The guitar books I learned from were later useful when I had a piano available again, because the guitar books explained harmony from a practical point of view, and that was useful to me in playing improvisational piano.

Many years later, I took a weekend course here in Hawaii from a guy who was visiting from the Mainland, on how to play blues and boogie-woogie piano. The course was advertised for people who did not necessarily have any previous experience with piano. In any case, taking the very simple principles he taught, and listening to the cassette tape he sold, I was able to learn to play an elementary type of blue and boogie woogie on an electronic keyboard.

Now, though, the thing that I regret is that I never learned to play jazz.


Indiana University Intensive Russian Program

Clarion Science Fiction Workshop

Various NLP Trainings and Seminars

Institute for Advanced Study of Human Sexuality

Pacific Center For Sex and Society (Milton Diamond's Seminar)

More University

Stan Dale Workshops [Sex, Love, and Intimacy]

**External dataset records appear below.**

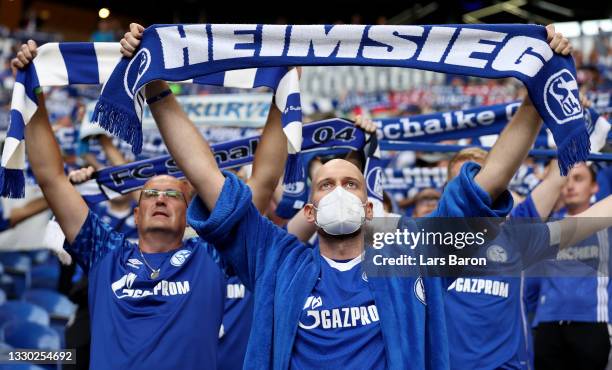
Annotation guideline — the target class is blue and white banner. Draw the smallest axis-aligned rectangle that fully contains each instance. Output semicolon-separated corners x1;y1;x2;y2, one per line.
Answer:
77;119;368;203
80;93;272;140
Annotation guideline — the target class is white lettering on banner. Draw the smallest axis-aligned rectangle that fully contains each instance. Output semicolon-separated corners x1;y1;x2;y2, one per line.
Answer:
287;25;365;58
448;278;509;298
79;93;272;139
226;284;245;299
557;245;599;261
156;25;552;77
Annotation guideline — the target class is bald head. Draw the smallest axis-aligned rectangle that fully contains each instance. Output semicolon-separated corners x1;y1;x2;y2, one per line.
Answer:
142;175;193;202
311;159;367;204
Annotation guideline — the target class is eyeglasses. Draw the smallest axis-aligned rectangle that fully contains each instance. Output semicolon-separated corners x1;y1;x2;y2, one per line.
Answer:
140;189;187;202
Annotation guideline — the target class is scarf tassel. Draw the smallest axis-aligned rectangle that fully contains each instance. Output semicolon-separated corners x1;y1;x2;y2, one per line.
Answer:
91;96;142;154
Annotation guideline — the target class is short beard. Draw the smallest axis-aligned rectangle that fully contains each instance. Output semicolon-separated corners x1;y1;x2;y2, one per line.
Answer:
317;226;363;241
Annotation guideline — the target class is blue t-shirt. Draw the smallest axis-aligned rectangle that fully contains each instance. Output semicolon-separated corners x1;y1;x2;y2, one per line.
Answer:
291;256;386;369
445;198;558;369
69;212;225;370
217;276;253;370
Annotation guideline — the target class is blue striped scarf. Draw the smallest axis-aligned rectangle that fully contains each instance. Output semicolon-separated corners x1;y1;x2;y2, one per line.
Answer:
96;24;589;179
0;42;301;198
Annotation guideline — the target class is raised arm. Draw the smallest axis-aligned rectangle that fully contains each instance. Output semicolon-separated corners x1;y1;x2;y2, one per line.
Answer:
12;40;89;243
531;159;567;220
551;195;612;249
9;197;49;227
121;23;225;209
475;25;572;201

For several reasons, it is probably not too good an idea for me to describe the Stan Dale workshops here in too much detail. Suffice it to say that they are given at Harbin Hot Springs, in Northern California, and were the original touchy-feely nude encounter group. As presently organized, there are six ``levels'' to the complete series, each given in one week-end. I took Level One and Level Two while I was living in San Francisco in the spring of 1991. I'm still planning to do the other four, but it may be a while before I can manage to schedule them now.

The Landmark Forum (formerly known as est)

Aikido

San Francisco Sex Information Training

Film and Video Summer Institute here at U.H.

Various brief courses in screenwriting, cinematography, and film editing.

Writing Workshops

In addition to the Clarion summer workshop at Michigan State, I've taken three one-semester fiction workshops here at the University of Hawaii: from Lynne Sharon Schwartz, Steve Heller, and Ian Macmillan. I've also been in two poetry workshops, from Frank Stewart and Morgan Blair (the former Faye Kicknosway).